Un presidente indigno del cargo, más preocupado de levantar cortafuegos contra los abucheos que contra los incendios, capaz de estar de vacaciones mientras España arde, de reaparecer ocasionalmente para cargarle las culpas a una supuesta «emergencia climática» que le libre de sus imprevisiones, negligencias y mala fe, presente todo en su tibia respuesta al drama y en la obscena campaña a los presidentes regionales afectados por ser del PP.

Y dispuesto, en plena gira de la Casa Real por tierras y pueblos quemados, de prolongar su asueto con otra escapada a Andorra, acompañado por la imputada Begoña Gómez tras una costosísima estancia estival en un palacio canario del Patrimonio del Estado cuyo uso, sin duda, no incluye el abuso de Sánchez y de su familia: el derecho al descanso del jefe del Ejecutivo existe, cómo no, pero en ningún país europeo se estira hasta el punto ostentoso del líder socialista, capaz incluso de cerrar el espacio marítimo cercano a La Mareta para bucear con su esposa, entre otras astracanadas que a ningún otro canciller de la Unión se le ocurrirían.

El papel de la Monarquía como lazo de unión y pañuelo de lágrimas de la ciudadanía es impagable siempre, pero especialmente frente a un Ejecutivo que divide, confronta, margina o privilegia a partes de la sociedad y levanta muros entre los españoles por sectarismo ideológico o chantaje de sus aliados.

No es de extrañar que para La Moncloa sea incómoda La Zarzuela, pese a los evidentes esfuerzos del Rey por mantener un exquisito respeto institucional y la aceptación de una agenda, marcada desde la Presidencia, muy poco generosa con su figura y muy alejada, sin duda, del deseo de los españoles: Sánchez no puede pisar la calle sin un perímetro de seguridad destinado en exclusiva a alejarlo de las protestas vecinales casi unánimes o sin fabricar un escenario artificial de los ejecutados por figurantes del PSOE.

Pero Su Majestad recibe un cariño espontáneo, que devuelve con la misma sinceridad, tiene un efecto balsámico, encarna la mejor cara de España e instiga a las administraciones a estar a la altura de los administrados.
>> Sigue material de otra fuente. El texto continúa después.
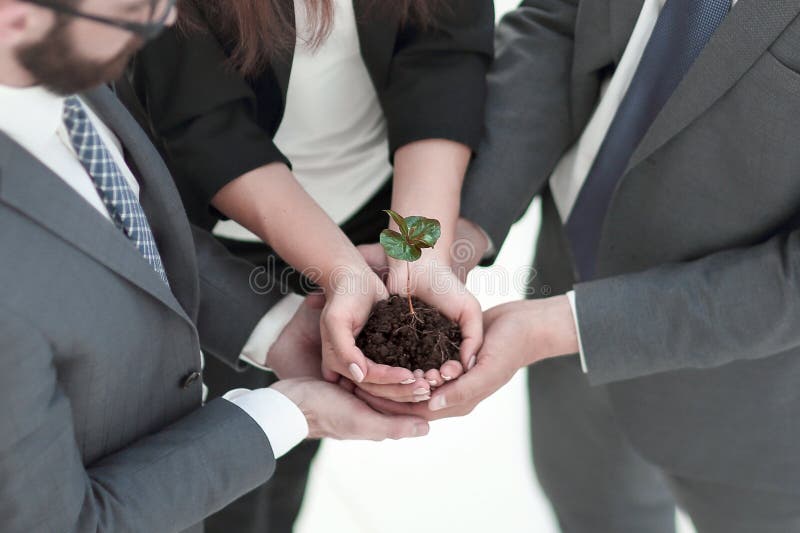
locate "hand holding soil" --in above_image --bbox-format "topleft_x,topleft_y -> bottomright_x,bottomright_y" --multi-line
354,211 -> 484,397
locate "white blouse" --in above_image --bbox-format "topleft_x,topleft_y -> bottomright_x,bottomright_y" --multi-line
214,0 -> 392,241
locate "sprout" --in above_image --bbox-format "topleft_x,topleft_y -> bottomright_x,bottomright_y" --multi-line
380,209 -> 441,315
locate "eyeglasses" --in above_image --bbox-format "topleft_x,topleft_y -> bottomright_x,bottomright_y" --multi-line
22,0 -> 176,41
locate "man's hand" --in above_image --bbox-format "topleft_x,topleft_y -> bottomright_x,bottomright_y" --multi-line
267,294 -> 325,380
355,296 -> 579,420
270,378 -> 430,440
451,217 -> 491,283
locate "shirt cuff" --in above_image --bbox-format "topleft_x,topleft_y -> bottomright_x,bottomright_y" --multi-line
223,388 -> 309,459
240,293 -> 305,370
566,291 -> 588,373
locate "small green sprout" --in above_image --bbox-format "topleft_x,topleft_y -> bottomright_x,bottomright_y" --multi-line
380,209 -> 441,315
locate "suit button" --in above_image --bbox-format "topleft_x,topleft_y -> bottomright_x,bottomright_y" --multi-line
181,371 -> 201,389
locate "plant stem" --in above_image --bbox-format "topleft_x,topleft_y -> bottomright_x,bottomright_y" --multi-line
406,262 -> 415,315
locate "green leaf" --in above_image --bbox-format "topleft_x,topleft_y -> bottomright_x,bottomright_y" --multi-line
383,209 -> 409,239
380,229 -> 421,262
405,216 -> 441,248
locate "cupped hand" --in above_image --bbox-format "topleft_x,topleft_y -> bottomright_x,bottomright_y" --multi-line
267,293 -> 325,380
386,255 -> 484,374
354,296 -> 578,421
270,377 -> 430,441
320,264 -> 426,401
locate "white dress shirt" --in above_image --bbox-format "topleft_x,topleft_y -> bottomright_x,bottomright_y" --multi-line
226,0 -> 395,367
0,84 -> 308,458
551,0 -> 736,372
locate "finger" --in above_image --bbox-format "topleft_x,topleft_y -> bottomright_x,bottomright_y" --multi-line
337,378 -> 356,393
322,363 -> 340,383
349,409 -> 430,441
363,360 -> 415,385
305,292 -> 326,310
439,360 -> 464,382
356,379 -> 430,402
357,243 -> 389,271
321,312 -> 369,383
413,369 -> 425,380
428,353 -> 510,413
457,298 -> 484,369
354,388 -> 431,418
424,368 -> 442,388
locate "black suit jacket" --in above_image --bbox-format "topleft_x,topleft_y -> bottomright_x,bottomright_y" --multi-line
130,0 -> 495,229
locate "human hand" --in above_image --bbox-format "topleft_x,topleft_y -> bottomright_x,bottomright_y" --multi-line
451,217 -> 491,283
354,296 -> 578,420
320,266 -> 424,400
385,253 -> 484,380
267,293 -> 325,380
357,243 -> 480,389
270,377 -> 430,440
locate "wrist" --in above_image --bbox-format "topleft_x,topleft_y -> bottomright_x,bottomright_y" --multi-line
523,296 -> 579,365
543,295 -> 580,358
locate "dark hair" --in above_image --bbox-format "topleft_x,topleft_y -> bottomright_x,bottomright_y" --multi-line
179,0 -> 442,78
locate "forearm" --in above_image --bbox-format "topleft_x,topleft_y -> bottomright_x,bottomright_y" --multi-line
211,163 -> 369,291
461,0 -> 580,254
574,230 -> 800,385
391,139 -> 472,267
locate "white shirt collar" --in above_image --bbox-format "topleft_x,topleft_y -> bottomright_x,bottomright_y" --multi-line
0,84 -> 66,149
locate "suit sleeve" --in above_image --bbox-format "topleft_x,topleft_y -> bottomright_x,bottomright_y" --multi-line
460,0 -> 580,258
130,20 -> 289,214
0,307 -> 276,533
574,228 -> 800,385
382,0 -> 495,155
191,224 -> 287,370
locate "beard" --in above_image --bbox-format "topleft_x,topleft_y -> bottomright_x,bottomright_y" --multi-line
16,15 -> 143,95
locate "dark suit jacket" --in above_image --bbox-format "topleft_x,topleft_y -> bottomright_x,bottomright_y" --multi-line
0,87 -> 286,532
129,0 -> 495,229
462,0 -> 800,493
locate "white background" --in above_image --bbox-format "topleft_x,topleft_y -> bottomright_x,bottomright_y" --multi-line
296,2 -> 697,531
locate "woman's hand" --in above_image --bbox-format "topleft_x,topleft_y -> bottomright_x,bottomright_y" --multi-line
320,266 -> 434,401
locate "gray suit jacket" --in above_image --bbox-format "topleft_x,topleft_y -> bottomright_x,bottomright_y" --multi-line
462,0 -> 800,493
0,87 -> 285,531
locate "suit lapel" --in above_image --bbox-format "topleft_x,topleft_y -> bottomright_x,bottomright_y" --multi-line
626,0 -> 800,172
82,86 -> 199,323
0,133 -> 191,325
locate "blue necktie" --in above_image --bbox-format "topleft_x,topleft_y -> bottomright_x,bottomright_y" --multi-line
62,96 -> 170,286
565,0 -> 731,280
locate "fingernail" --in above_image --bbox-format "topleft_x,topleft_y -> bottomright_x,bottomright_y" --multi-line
430,396 -> 447,411
441,374 -> 453,381
467,355 -> 477,371
412,424 -> 429,437
413,387 -> 429,396
349,363 -> 365,383
427,379 -> 437,386
400,378 -> 416,385
414,394 -> 431,402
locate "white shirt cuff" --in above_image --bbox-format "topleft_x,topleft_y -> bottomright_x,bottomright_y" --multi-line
566,291 -> 588,373
223,388 -> 309,459
240,293 -> 305,370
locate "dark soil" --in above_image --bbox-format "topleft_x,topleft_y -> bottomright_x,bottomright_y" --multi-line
356,295 -> 462,371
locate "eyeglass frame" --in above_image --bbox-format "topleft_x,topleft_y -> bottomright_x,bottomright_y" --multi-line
21,0 -> 176,41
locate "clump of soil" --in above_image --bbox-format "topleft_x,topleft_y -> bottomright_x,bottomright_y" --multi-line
356,295 -> 462,371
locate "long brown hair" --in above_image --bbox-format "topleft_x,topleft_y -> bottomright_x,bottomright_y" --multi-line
180,0 -> 442,78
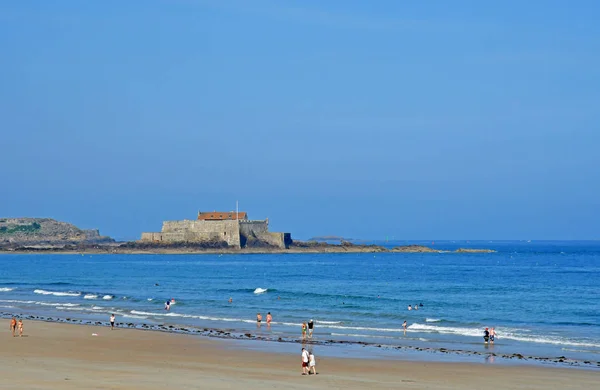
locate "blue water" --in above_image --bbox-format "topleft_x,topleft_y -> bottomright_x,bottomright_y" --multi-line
1,241 -> 599,365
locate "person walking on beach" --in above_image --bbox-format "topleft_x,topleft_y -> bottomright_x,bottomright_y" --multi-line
301,348 -> 310,375
308,319 -> 314,338
301,322 -> 307,340
483,328 -> 490,344
308,351 -> 316,375
10,317 -> 17,337
17,319 -> 23,337
490,327 -> 496,344
110,314 -> 116,330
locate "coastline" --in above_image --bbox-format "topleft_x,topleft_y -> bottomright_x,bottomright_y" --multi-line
0,244 -> 496,255
2,312 -> 598,370
2,320 -> 598,390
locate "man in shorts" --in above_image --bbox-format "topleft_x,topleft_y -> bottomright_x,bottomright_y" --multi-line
10,317 -> 17,337
308,319 -> 314,338
301,348 -> 310,375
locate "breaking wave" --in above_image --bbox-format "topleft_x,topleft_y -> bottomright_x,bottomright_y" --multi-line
34,289 -> 81,297
253,288 -> 268,294
0,287 -> 14,292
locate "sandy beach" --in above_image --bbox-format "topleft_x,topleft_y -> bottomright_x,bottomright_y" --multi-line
1,321 -> 597,389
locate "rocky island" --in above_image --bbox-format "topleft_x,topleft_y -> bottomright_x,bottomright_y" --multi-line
0,214 -> 496,255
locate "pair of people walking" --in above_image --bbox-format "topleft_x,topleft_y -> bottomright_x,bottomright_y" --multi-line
301,347 -> 316,375
301,319 -> 314,339
9,317 -> 23,337
483,327 -> 496,344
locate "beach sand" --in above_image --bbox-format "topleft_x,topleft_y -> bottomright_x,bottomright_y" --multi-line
1,321 -> 597,389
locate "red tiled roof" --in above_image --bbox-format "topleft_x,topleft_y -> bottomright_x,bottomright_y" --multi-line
197,211 -> 248,221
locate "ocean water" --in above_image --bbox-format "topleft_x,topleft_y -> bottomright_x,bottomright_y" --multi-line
1,241 -> 599,365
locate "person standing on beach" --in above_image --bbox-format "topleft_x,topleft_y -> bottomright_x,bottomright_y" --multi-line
10,317 -> 17,337
308,319 -> 314,338
17,319 -> 23,337
308,351 -> 316,375
301,348 -> 310,375
490,327 -> 496,344
110,314 -> 116,330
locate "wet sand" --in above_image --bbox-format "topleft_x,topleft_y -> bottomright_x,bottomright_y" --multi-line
1,321 -> 597,389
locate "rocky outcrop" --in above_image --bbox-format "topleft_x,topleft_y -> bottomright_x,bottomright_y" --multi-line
0,218 -> 114,248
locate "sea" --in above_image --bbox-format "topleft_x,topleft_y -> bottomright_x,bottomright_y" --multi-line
1,240 -> 599,367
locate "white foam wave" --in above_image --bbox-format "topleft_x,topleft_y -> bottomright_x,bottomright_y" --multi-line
122,314 -> 148,319
409,323 -> 600,349
34,289 -> 81,297
92,306 -> 104,310
318,320 -> 342,325
84,294 -> 98,300
425,318 -> 442,323
102,295 -> 113,300
253,288 -> 268,294
147,298 -> 153,301
0,287 -> 14,292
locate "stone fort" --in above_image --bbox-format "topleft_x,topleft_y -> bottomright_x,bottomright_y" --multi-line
140,211 -> 291,249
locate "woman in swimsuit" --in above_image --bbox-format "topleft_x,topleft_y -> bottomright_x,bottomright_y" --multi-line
18,319 -> 23,337
301,322 -> 307,340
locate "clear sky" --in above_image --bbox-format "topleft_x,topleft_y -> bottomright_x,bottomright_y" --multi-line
1,0 -> 599,241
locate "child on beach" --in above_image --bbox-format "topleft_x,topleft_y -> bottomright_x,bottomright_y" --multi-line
18,319 -> 23,337
301,322 -> 307,340
309,351 -> 316,375
110,314 -> 115,330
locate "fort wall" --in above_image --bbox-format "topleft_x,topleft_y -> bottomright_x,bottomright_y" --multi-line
141,214 -> 289,249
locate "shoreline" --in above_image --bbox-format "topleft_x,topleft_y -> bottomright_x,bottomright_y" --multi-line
2,312 -> 597,370
0,245 -> 496,255
2,320 -> 598,390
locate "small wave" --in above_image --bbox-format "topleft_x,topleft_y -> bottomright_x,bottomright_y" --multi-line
0,287 -> 15,292
318,320 -> 342,325
122,314 -> 148,319
147,298 -> 153,301
410,323 -> 600,349
34,289 -> 81,297
102,295 -> 114,300
84,294 -> 98,300
425,318 -> 442,323
92,306 -> 104,310
254,288 -> 268,294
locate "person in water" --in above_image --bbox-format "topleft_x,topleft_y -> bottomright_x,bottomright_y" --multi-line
307,319 -> 314,338
483,328 -> 490,344
256,313 -> 262,326
490,327 -> 496,344
408,305 -> 412,311
165,300 -> 170,311
301,322 -> 307,340
414,304 -> 419,311
228,297 -> 232,303
403,321 -> 407,332
266,312 -> 272,326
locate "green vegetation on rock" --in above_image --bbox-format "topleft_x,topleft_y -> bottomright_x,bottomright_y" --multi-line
0,222 -> 41,235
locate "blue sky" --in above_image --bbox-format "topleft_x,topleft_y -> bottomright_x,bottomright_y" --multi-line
1,0 -> 599,240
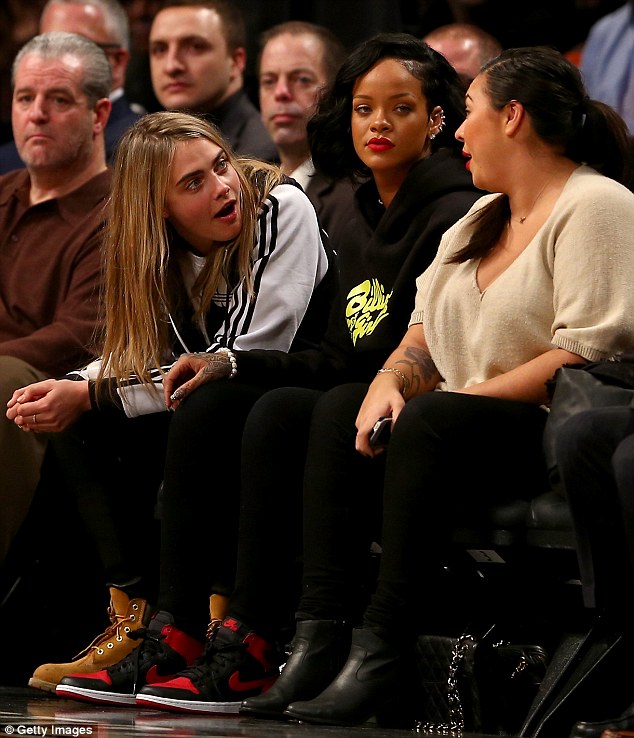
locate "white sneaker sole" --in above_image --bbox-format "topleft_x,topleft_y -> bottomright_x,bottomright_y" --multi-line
135,693 -> 241,714
56,684 -> 136,706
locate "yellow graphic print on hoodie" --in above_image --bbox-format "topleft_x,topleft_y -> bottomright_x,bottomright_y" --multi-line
346,278 -> 392,346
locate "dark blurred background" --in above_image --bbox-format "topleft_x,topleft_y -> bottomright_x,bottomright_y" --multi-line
0,0 -> 626,146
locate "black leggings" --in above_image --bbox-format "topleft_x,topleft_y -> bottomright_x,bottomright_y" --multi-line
157,380 -> 268,639
555,405 -> 634,611
49,409 -> 171,598
230,384 -> 382,640
361,390 -> 549,636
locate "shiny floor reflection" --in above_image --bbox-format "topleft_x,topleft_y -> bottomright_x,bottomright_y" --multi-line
0,688 -> 504,738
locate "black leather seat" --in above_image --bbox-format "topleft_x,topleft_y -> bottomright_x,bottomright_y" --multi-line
453,488 -> 575,550
526,490 -> 576,549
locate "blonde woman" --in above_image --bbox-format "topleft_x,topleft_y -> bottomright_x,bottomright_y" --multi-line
6,110 -> 333,693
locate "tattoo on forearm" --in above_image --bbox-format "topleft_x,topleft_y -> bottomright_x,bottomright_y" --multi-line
395,346 -> 438,394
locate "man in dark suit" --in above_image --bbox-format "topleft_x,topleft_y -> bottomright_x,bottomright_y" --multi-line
0,0 -> 141,174
149,0 -> 278,162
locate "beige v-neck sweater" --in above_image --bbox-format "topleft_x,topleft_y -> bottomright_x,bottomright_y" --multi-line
410,165 -> 634,391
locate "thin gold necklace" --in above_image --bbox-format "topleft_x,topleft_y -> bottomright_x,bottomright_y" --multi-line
511,176 -> 553,224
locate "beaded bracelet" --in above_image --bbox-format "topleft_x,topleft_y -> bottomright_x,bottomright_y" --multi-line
218,347 -> 238,379
376,367 -> 408,396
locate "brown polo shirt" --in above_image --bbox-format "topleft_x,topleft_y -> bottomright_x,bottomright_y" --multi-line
0,168 -> 111,376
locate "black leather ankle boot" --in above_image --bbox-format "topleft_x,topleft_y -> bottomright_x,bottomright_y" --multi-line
239,619 -> 350,720
570,703 -> 634,738
283,627 -> 403,726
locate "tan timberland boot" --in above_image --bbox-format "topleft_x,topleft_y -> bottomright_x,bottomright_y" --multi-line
207,593 -> 230,639
28,586 -> 149,692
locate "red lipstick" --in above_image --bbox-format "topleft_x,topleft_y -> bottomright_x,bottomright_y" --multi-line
367,137 -> 394,152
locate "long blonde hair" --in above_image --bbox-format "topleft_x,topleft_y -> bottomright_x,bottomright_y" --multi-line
97,111 -> 285,391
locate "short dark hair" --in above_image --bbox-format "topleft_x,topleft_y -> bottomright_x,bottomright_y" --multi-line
158,0 -> 245,49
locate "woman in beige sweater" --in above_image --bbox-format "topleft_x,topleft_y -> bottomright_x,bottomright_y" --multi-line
248,45 -> 634,728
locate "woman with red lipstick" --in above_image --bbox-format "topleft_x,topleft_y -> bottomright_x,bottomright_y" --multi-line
272,46 -> 634,727
7,110 -> 334,694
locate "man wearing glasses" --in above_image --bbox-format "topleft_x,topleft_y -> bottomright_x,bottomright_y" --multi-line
0,0 -> 141,173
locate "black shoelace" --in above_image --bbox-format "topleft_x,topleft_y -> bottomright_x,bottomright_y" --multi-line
108,626 -> 167,693
179,637 -> 248,688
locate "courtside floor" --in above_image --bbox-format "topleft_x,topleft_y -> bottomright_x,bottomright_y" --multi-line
0,687 -> 506,738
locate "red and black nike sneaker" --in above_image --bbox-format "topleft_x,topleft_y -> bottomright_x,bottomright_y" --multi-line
56,610 -> 203,706
135,617 -> 280,713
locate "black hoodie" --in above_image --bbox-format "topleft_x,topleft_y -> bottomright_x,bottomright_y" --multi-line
231,148 -> 482,388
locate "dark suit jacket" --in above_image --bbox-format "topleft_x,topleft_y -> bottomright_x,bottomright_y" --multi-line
206,89 -> 279,164
0,94 -> 142,174
305,171 -> 359,250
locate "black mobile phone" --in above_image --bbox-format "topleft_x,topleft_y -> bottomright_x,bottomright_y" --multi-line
370,416 -> 392,447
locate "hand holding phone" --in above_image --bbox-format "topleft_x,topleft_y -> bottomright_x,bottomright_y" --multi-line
370,416 -> 392,448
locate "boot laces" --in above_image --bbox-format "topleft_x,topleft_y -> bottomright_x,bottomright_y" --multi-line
107,626 -> 165,679
206,617 -> 223,641
102,625 -> 173,694
72,602 -> 139,660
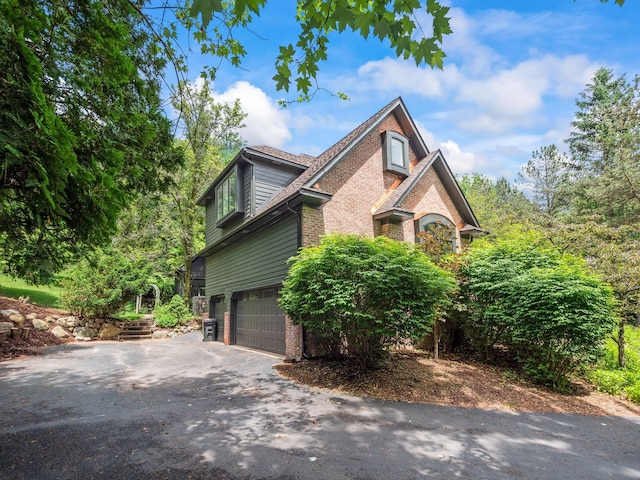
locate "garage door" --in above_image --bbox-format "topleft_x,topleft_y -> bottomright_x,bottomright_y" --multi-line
235,288 -> 286,354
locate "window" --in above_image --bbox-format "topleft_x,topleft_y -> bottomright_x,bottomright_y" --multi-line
216,166 -> 244,226
383,131 -> 409,176
416,214 -> 457,255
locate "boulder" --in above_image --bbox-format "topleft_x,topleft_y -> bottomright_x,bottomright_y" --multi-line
26,313 -> 38,321
58,316 -> 79,328
152,330 -> 169,339
9,313 -> 25,327
1,309 -> 19,318
73,326 -> 97,341
45,316 -> 57,324
32,319 -> 49,331
98,323 -> 121,340
51,326 -> 70,338
0,322 -> 13,335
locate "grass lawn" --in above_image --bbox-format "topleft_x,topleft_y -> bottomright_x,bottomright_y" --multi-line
0,274 -> 62,308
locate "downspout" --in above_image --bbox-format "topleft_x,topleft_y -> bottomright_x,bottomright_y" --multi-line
284,202 -> 314,360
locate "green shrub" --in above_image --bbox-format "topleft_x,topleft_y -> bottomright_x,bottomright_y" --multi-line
60,250 -> 152,318
624,383 -> 640,404
153,294 -> 193,328
589,324 -> 640,403
587,369 -> 629,395
279,234 -> 455,370
115,311 -> 144,322
465,239 -> 617,390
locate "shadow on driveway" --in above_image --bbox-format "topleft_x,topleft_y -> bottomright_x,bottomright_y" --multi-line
1,333 -> 639,479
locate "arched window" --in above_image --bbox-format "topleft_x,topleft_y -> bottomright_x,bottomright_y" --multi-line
415,214 -> 457,254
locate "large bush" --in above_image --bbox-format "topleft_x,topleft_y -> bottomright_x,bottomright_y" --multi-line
60,250 -> 152,318
279,234 -> 455,369
465,239 -> 617,389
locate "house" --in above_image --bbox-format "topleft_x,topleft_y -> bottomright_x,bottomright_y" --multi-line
196,97 -> 482,360
174,255 -> 206,298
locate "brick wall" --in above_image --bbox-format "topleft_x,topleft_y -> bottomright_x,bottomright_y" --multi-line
399,168 -> 463,247
319,114 -> 412,237
285,315 -> 302,361
379,221 -> 404,241
300,204 -> 325,247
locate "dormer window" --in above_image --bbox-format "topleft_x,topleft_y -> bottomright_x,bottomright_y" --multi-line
383,131 -> 409,176
216,165 -> 244,227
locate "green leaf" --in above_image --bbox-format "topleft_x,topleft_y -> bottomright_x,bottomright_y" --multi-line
189,0 -> 224,28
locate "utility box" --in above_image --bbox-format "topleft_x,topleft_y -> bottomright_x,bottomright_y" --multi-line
202,318 -> 217,342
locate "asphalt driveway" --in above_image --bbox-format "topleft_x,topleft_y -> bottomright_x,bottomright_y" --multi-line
1,333 -> 639,480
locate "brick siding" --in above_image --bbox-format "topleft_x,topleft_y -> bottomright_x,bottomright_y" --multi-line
318,114 -> 413,237
300,204 -> 325,247
399,168 -> 463,247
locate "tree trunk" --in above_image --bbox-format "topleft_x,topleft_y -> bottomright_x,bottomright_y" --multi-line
433,320 -> 439,360
618,317 -> 626,368
184,253 -> 192,304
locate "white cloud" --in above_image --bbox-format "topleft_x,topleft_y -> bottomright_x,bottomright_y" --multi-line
455,54 -> 596,134
356,58 -> 448,98
415,120 -> 487,175
215,81 -> 292,147
438,140 -> 489,176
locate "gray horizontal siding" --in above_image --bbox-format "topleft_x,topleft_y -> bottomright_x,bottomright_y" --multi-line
205,162 -> 298,246
205,213 -> 298,298
205,197 -> 217,246
254,163 -> 298,210
205,165 -> 253,246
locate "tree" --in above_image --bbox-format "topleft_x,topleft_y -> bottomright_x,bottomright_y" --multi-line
560,68 -> 640,367
457,174 -> 539,236
1,0 -> 181,284
517,145 -> 571,218
140,0 -> 451,102
170,80 -> 246,301
60,249 -> 153,318
279,234 -> 455,369
157,0 -> 625,101
567,68 -> 640,225
112,80 -> 245,300
544,221 -> 640,368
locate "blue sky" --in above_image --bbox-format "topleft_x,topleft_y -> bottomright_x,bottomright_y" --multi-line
170,1 -> 640,181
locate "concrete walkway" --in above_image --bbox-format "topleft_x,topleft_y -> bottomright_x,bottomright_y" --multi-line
1,333 -> 639,479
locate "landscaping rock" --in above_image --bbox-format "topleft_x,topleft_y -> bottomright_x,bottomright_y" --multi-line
152,330 -> 169,339
0,322 -> 13,335
1,309 -> 19,318
45,316 -> 57,324
98,323 -> 121,340
58,316 -> 79,328
51,326 -> 70,338
26,313 -> 38,321
32,319 -> 49,331
9,313 -> 25,327
73,327 -> 97,341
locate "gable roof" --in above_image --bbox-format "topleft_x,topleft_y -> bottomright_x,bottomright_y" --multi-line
197,97 -> 481,255
373,149 -> 480,230
255,96 -> 432,215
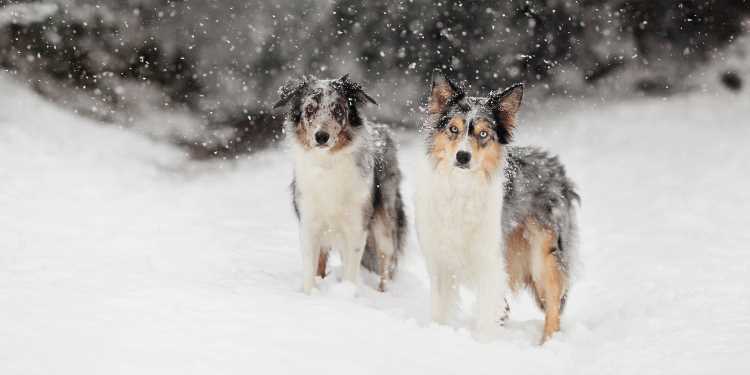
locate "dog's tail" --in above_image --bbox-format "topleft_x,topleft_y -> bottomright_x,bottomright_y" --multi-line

Al lado de un presidente enfrentado a sus ciudadanos e incapaz de tender puentes con nadie digno, la figura de Felipe VI emerge como recordatorio de la España que podemos y debemos ser: unida, fraternal, colaboradora, solidaria y dispuesta siempre a ayudar a los que más sufren, sin mirar su carnet político ni el signo de su voto. Todo lo contrario de lo que representa Pedro Sánchez, icono de la fractura y el desprecio.